Disruptive Technologien werden das Gesundheitswesen auf den Kopf stellen
TELEMED 2015 nutzte 20. Jubiläum für den kritischen Blick in die Zukunft – Deutschland braucht innovative Versorgungsstrukturen
26.06.2015. Deutschland
muss gesetzliche Regelungen anpassen und innovationsfreundlichere
Versorgungsstrukturen schaffen, damit die Digitalisierung des Gesundheitswesens
erfolgreich und auf internationalem Standard weiterentwickelt werden kann. „Deutschland
hat kein Infrastruktur- sondern ein Innovationsproblem.“ So brachte es Dr.

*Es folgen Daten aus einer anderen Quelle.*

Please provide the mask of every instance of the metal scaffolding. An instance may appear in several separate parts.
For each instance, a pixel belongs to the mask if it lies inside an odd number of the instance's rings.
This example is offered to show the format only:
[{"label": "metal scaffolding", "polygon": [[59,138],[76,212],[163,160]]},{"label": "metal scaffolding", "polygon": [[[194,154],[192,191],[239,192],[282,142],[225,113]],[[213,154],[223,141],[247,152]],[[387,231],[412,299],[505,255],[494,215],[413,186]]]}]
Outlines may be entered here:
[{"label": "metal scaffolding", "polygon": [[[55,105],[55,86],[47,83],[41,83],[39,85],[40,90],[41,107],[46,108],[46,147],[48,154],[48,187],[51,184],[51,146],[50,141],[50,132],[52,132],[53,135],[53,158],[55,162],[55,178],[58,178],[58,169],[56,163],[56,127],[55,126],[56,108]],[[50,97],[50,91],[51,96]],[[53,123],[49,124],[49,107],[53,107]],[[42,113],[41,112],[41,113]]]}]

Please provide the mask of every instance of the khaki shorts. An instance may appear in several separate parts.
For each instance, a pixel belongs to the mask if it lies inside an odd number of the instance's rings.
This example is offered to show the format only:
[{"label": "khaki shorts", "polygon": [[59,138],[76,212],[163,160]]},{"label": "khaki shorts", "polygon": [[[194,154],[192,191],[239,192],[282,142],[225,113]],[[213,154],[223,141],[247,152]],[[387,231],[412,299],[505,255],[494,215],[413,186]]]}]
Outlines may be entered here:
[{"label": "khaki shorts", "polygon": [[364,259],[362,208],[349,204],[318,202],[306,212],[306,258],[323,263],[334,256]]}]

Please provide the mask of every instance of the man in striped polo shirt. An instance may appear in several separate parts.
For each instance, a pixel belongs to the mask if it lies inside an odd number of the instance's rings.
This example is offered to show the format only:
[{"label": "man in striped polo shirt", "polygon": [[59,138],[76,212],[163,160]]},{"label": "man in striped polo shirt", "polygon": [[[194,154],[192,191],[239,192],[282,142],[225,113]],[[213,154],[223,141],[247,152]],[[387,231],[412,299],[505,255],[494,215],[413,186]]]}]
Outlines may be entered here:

Jörg
Haas (HW Partners AG) anlässlich des 20. Jubiläums der TELEMED am 23. Juni 2015
in Berlin auf den Punkt. Prof. Dr. Otto Rienhoff (Universitätsmedizin
Göttingen) forderte, den Blick von der Technik auf die gesetzlichen Regelungen
zu lenken, während Prof. Dr. Gernot Marx (Aachen) die Notwendigkeit innovativer
Versorgungsstrukturen betonte und mehr Bottom up-Handeln forderte, um die
Medizin gemeinsam weiterzuentwickeln.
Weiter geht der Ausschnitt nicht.